Leben[Bearbeiten | Quelltext bearbeiten]

Gerda Müller-Krauspe absolvierte nach ihrem Abitur von 1954 bis 1956 eine Bau- und Gerätetischlerlehre an der Berufsfachschule für das Baugewerbe in Berlin.[2] Nach ihrem Gesellenabschluss wanderte sie 1956 nach Kanada aus, wo sie bis 1957 als angelernte Arbeiterin bei der Th. T. Eaton Co. in Toronto arbeitet, danach war sie als Möbel- und Werkzeichnerin in Toronto tätig. 1958 kam sie nach Deutschland zurück, um an der Hochschule für Gestaltung Ulm (HfG) in Ulm in der Abteilung Produktdesign zu studieren.

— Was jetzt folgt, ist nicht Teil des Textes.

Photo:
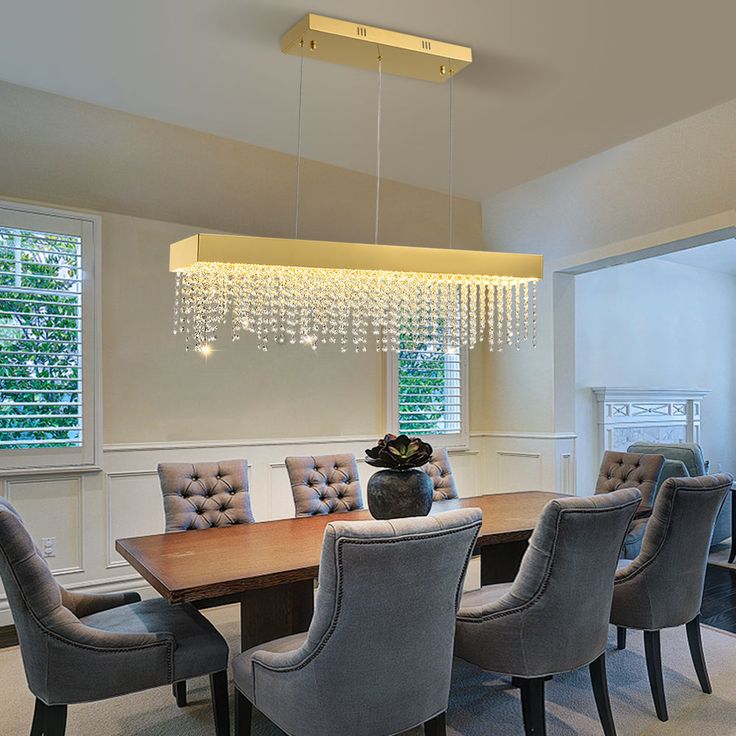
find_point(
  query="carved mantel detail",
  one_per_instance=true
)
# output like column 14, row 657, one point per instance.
column 627, row 415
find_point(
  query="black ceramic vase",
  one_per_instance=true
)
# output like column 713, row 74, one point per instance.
column 394, row 494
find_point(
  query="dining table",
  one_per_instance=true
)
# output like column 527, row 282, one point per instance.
column 270, row 566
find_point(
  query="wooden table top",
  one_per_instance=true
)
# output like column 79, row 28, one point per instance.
column 208, row 563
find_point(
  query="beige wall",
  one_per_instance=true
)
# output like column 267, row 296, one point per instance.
column 667, row 335
column 673, row 176
column 72, row 154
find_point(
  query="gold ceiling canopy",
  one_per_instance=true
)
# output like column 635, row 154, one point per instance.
column 356, row 44
column 352, row 294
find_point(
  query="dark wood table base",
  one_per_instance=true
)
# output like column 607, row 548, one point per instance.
column 270, row 613
column 499, row 563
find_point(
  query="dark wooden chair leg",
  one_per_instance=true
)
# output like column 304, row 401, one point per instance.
column 653, row 652
column 38, row 718
column 436, row 726
column 532, row 706
column 220, row 704
column 54, row 720
column 599, row 680
column 243, row 714
column 695, row 643
column 180, row 693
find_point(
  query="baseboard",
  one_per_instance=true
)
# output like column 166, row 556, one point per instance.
column 8, row 637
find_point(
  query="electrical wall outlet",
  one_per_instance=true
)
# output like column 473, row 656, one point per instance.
column 48, row 546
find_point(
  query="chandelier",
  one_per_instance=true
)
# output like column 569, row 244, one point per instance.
column 356, row 296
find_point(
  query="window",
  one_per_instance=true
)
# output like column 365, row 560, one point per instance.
column 428, row 393
column 48, row 345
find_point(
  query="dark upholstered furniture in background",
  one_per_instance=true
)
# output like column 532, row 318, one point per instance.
column 554, row 617
column 683, row 460
column 440, row 471
column 326, row 484
column 80, row 648
column 203, row 495
column 631, row 470
column 377, row 658
column 663, row 586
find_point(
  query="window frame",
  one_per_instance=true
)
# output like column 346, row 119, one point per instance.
column 454, row 441
column 88, row 457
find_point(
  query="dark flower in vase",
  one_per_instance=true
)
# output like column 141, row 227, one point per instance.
column 399, row 453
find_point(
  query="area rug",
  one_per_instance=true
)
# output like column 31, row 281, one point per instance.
column 481, row 704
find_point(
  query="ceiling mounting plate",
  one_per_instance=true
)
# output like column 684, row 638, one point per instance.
column 356, row 44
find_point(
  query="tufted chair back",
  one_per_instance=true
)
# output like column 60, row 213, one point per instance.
column 381, row 637
column 326, row 484
column 203, row 495
column 440, row 471
column 554, row 617
column 629, row 470
column 663, row 586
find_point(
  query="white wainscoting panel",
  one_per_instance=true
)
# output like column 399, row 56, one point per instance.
column 53, row 508
column 134, row 508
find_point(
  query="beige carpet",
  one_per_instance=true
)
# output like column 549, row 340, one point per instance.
column 481, row 704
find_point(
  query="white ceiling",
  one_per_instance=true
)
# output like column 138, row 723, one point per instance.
column 719, row 257
column 552, row 82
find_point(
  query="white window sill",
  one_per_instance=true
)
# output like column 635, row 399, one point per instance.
column 51, row 470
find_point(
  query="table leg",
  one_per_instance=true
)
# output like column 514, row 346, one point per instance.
column 270, row 613
column 499, row 563
column 732, row 555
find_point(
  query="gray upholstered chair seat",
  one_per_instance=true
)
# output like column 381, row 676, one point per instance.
column 631, row 470
column 243, row 663
column 554, row 617
column 484, row 596
column 377, row 659
column 324, row 484
column 663, row 587
column 632, row 542
column 440, row 471
column 199, row 647
column 78, row 648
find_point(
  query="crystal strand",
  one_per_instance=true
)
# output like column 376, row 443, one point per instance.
column 534, row 314
column 177, row 304
column 508, row 304
column 499, row 317
column 517, row 315
column 490, row 303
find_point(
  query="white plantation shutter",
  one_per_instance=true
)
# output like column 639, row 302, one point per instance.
column 429, row 393
column 47, row 368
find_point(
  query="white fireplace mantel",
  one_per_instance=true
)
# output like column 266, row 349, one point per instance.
column 627, row 415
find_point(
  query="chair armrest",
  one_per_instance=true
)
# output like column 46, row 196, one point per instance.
column 85, row 604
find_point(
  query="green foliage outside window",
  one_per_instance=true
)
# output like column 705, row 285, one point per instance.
column 429, row 387
column 40, row 340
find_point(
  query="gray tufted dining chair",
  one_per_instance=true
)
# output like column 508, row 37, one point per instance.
column 377, row 659
column 663, row 586
column 202, row 496
column 440, row 471
column 631, row 470
column 554, row 617
column 325, row 484
column 78, row 648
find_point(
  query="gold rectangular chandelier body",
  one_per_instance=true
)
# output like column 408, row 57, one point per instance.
column 356, row 44
column 205, row 248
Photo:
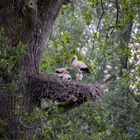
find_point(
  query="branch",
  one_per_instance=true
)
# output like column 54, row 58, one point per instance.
column 67, row 94
column 103, row 12
column 117, row 17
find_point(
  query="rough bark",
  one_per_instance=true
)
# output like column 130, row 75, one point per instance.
column 31, row 21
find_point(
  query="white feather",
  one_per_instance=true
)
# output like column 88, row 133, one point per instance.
column 66, row 77
column 79, row 77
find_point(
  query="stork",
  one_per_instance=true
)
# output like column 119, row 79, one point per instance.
column 66, row 78
column 79, row 66
column 79, row 77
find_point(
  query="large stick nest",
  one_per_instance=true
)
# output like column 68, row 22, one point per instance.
column 71, row 92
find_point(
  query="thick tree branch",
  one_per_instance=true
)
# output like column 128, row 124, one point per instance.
column 103, row 12
column 71, row 94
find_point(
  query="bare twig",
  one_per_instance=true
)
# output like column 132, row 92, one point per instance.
column 117, row 17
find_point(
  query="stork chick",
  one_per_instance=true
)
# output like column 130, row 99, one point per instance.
column 66, row 78
column 79, row 66
column 61, row 71
column 79, row 77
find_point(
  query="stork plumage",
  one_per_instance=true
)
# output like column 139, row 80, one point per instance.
column 66, row 78
column 79, row 66
column 79, row 77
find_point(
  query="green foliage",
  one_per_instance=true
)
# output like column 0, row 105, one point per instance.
column 10, row 57
column 105, row 50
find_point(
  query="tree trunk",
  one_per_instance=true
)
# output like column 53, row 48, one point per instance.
column 31, row 21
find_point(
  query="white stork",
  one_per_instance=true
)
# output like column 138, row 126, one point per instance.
column 79, row 77
column 79, row 66
column 66, row 78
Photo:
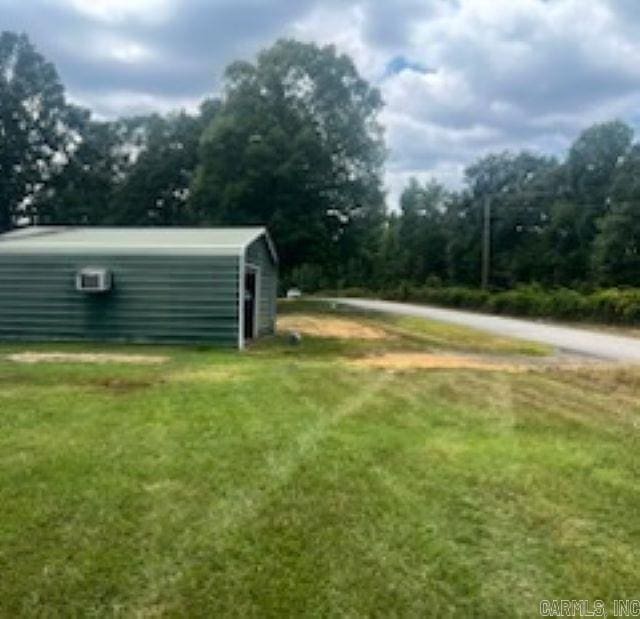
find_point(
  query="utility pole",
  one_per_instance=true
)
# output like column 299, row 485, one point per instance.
column 486, row 242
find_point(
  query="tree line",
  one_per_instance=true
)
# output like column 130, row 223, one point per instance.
column 294, row 142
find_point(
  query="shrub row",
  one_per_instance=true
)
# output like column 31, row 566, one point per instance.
column 612, row 305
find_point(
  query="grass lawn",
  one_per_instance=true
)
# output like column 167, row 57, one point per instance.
column 289, row 481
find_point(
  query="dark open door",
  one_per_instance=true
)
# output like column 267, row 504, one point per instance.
column 249, row 304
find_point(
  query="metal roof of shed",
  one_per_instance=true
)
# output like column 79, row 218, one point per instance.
column 95, row 240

Während des Studiums Praktika bei Telefunken, Ulm, und der AEG in Frankfurt und Nürnberg.[3] An der HfG Ulm wurde sie von renommierten Dozenten unterrichtet, unter anderem L. Bruce Archer, Otl Aicher, Tomás Maldonado, und Walter Zeischegg. 1962 Stipendiatin der AEG für die Dauer des vierten Studienjahres (Diplom-Jahr). 1962 erhielt sie ihr HfG-Diplom in der Abteilung „Produktgestaltung“.[4] Themen: "Prinzipkonzeption eines Programms kombinationsfähiger Warenverkaufsautomaten" (praktischer Teil), Teamarbeit mit Reinhard Butter, Gerhard Beigel, Jan Schleifer, Peter Schneller/; "Snobismus und Design" (theoretischer Teil).[3]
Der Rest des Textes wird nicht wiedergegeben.